Sorogoyen (junto a su habitual compañera de guion Isabel Peña) confirma que a día de hoy es el cineasta más talentoso e interesante del panorama nacional. Sabe crear atmósferas únicas en las que la tensión se transmite a la butaca a través de diálogos sólidos y planos que parecen deambular por el interior de sus protagonistas.

El murmullo típico de la sala de cine, que barrunta con el compañero sobre lo que deparará la película, se apaga pronto, en los primeros compases de la cinta, en la que observamos una acalorada discusión en una taberna —una suerte de almacén en el que se sirven aguardientes de dudosa procedencia— en la que el ruido de las fichas de dominó va marcando el tempo de unas chispas que amenazan hacer saltar todo por los aires. Cada bocanada a un cigarro, cada pausa para respirar son el único alivio que encontrará el espectador, el cual va comprobando como se va aferrando a los reposabrazos de su asiento con más ahínco del que quiere reconocer.

Las envolventes piezas de Olivier Arson (habitual en las bandas sonoras del director) ayudan a incrementar esa sensación de tensión y thriller que nos acompañará durante todo el visionado. Volviendo a acertar de pleno como ya ocurrió con otros trabajos realizados en El reino o en la serie Antidisturbios.
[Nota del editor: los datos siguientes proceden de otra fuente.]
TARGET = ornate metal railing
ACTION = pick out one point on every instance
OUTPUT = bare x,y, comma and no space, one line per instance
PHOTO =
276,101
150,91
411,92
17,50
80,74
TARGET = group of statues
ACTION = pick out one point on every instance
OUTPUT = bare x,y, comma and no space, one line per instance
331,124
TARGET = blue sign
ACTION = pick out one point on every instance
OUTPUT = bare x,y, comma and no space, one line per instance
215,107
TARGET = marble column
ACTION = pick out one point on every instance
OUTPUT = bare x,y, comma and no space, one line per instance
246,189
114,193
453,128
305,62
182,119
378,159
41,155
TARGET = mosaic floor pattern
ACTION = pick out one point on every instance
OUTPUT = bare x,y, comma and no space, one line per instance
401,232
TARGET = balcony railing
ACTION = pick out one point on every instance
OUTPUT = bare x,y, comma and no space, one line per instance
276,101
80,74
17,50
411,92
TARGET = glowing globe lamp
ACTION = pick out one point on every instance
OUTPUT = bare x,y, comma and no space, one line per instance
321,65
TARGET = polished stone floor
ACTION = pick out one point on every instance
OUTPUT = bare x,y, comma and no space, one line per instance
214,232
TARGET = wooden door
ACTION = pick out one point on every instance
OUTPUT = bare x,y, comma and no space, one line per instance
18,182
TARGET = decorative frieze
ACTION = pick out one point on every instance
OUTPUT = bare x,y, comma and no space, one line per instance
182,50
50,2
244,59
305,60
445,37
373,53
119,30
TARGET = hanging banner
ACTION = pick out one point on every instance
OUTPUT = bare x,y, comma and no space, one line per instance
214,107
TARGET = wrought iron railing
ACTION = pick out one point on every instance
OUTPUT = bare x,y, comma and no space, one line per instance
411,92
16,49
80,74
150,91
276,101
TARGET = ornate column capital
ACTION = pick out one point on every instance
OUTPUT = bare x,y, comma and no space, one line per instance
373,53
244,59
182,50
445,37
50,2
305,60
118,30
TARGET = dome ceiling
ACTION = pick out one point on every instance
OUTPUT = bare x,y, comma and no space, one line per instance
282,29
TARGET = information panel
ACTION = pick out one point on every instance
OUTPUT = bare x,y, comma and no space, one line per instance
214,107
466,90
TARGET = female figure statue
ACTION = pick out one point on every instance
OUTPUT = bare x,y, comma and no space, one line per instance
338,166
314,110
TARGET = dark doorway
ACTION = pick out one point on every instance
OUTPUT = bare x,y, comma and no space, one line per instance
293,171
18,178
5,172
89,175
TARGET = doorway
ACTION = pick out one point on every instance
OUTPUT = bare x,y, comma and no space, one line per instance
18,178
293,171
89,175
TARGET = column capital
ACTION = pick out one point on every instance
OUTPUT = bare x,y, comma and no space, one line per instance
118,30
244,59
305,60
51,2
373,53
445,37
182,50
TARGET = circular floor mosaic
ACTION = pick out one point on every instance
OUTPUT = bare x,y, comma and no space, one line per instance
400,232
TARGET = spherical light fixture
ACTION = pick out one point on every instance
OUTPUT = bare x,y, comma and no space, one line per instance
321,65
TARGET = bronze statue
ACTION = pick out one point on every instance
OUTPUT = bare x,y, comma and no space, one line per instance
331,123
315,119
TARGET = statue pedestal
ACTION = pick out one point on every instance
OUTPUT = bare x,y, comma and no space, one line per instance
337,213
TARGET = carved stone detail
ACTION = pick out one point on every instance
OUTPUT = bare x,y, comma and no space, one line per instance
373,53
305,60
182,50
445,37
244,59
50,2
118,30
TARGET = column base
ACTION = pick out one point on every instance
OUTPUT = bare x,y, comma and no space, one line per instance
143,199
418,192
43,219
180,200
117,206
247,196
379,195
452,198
Como prólogo, unas bellas imágenes en las que Rodrigo Sorogoyen se recrea con espiritualidad visual en la tradición del rito de la captura de caballos para ser rapados y marcados (A Rapa das Bestas de Sabucedo). Una metáfora clara del tema central de la película.

As Bestas Sorogoyen

Porque, sí, As bestas es un western. Contemporáneo, eso sí, en el que los sombreros y los revólveres dejan paso a las azadas y a los chándales de hombres que conectan con la tierra de maneras muy distintas. Sam Pekinpah estaría orgulloso de esta película española en la que la tierra y el polvo solo sirven para enmascarar la crueldad humana y la violencia más extrema, aquella que surge de lo más profundo de cada ser.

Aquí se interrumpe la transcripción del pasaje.